The diameter of the dwellings rarely exceeds twenty-feet, the height generally being about the same. The entrance consists of a hole so small that it is necessary to creep through in order to get inside; and the door consists of a hurdle swung upon two posts so as to be pushed backwards and forwards at pleasure. The clay floor in the interior is always perfectly level; it is made secure against damp as well as against the entrance of white ants by having been flattened down by the women trampling upon broad strips of bark laid upon it. The common sleeping-place of the parents and smaller children is on the floor. The bedding generally consists only of skins, the Bongo having little care for mats. For the pillow of the family they ordinarily use a branch of a tree smoothed by being stripped of its bark.

In every dwelling-place is found a conical receptacle for corn, named the “gallotoh,” which is elevated on piles, varying in height, so as to protect the provision from the damp of the soil or from the ravages of rats or white ants. Magazines of this kind for the reserve of corn are in general use throughout Africa, from the Rumboo of Damerghoo in the Central Soudan, right into the country of the Kaffirs and Bechuanas.

All the dwellings of the Bongo, whether large or small, are marked by one characteristic, which might almost be represented as a national feature. The peak of their huts is always furnished with a circular pad of straw, very carefully made, which serves as a seat, and from which it is possible to take a survey of the country, covered with its tall growth of corn. The name of “gony” is given to this elevation, which is surrounded by six or eight curved bits of wood projecting as though the roof were furnished with horns. It is peculiar to the huts of the Bongo.

ABUNDANCE OF IRON.

Iron is found in such quantities throughout the region that naturally the inhabitants devote much of their attention to its manipulation; its very abundance apparently secures them an advantage over the Dinka. Although, according to our conceptions they would be described as utterly deficient in tools and apparatus, still they produce some very wonderful results, even surpassing the Dyoor in skill. With their rude bellows and a hammer which, more commonly than not, is merely a round ball of pebble-stone (though occasionally it may be a little pyramid of iron without a handle) upon an anvil of gneiss or granite, with an ordinary little chisel and a pair of tongs consisting of a mere split piece of green wood, they contrive to fabricate articles which would bear comparison with the productions of an English smith.[31]

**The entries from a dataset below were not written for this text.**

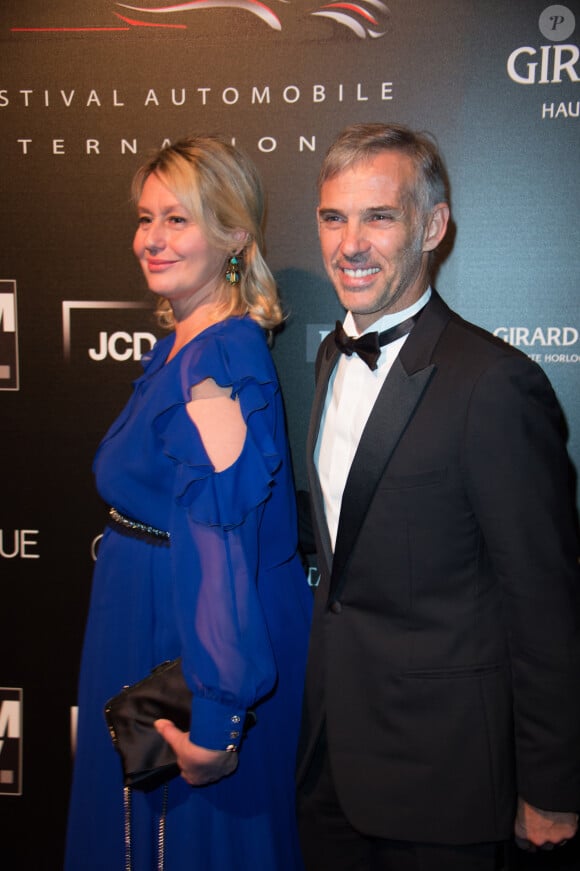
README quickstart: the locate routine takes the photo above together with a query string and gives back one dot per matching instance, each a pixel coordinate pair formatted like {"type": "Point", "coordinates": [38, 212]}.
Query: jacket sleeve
{"type": "Point", "coordinates": [521, 487]}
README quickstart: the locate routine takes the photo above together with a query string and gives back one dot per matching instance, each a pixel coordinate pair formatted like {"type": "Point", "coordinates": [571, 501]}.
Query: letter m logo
{"type": "Point", "coordinates": [8, 336]}
{"type": "Point", "coordinates": [10, 741]}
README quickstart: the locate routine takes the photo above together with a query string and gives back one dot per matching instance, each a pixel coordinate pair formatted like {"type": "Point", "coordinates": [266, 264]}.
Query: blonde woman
{"type": "Point", "coordinates": [199, 559]}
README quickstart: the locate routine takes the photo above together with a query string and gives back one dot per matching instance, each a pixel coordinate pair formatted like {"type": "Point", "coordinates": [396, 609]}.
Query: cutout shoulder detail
{"type": "Point", "coordinates": [219, 421]}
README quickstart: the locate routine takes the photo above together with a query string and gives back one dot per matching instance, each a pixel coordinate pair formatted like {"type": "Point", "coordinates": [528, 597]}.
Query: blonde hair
{"type": "Point", "coordinates": [221, 189]}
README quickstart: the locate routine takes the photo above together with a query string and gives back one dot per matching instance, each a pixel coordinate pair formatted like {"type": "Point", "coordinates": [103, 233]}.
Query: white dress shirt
{"type": "Point", "coordinates": [352, 392]}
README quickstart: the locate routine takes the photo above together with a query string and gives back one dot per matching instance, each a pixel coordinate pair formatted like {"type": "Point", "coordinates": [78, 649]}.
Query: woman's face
{"type": "Point", "coordinates": [178, 260]}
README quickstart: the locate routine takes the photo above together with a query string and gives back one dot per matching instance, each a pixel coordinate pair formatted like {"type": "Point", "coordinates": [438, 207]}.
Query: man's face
{"type": "Point", "coordinates": [374, 244]}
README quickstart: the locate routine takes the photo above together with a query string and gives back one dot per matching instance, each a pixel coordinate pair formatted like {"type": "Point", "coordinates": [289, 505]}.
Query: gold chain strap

The season when opportunity is found for putting the iron-works in motion is after the harvest has been housed and the rains are over. Already, in a previous chapter,[32] iron-work, as produced by the Dyoor, has been noticed, but the Bongo have a system considerably more advanced, which appears worthy of a brief description. Their smelting apparatus is an erection of clay, generally about five feet in height, containing in its interior three distinct compartments.[33] These are all of the same size, that in the middle being filled with alternate layers of fuel and ore. This centre chamber is separated from the lower by means of a kind of frame resting on a circular projection; and it is divided from the chamber above by a narrow neck of communication. The highest and lowest of the divisions are used for fuel only. Round the base of the inferior chamber there are four holes, into which the “tewels” or pokers are introduced, and to which bellows are applied to increase the intensity of the combustion; there is a fifth hole, which can be stopped with clay as often as may be desired, and which serves to allow the metal to be raked out after it has trickled down into the cavity below the frame.

The most important of the iron productions are designed for the trade that the Bongo carry on with the tribes that dwell in the north, and which some time since was very active. The raw iron is exhibited in three separate shapes: one is named “mahee,” being spear-heads of one or two feet long, corresponding exactly with what has been mentioned as common with the Dyoor; the second is known as “loggoh kullutty,” and is simply a lot of black, ill-formed spades; the third is called distinctively “loggoh,” consisting of regular spades, which, under the market appellation of “melot,” have a wide sale everywhere along the course of the Upper Nile.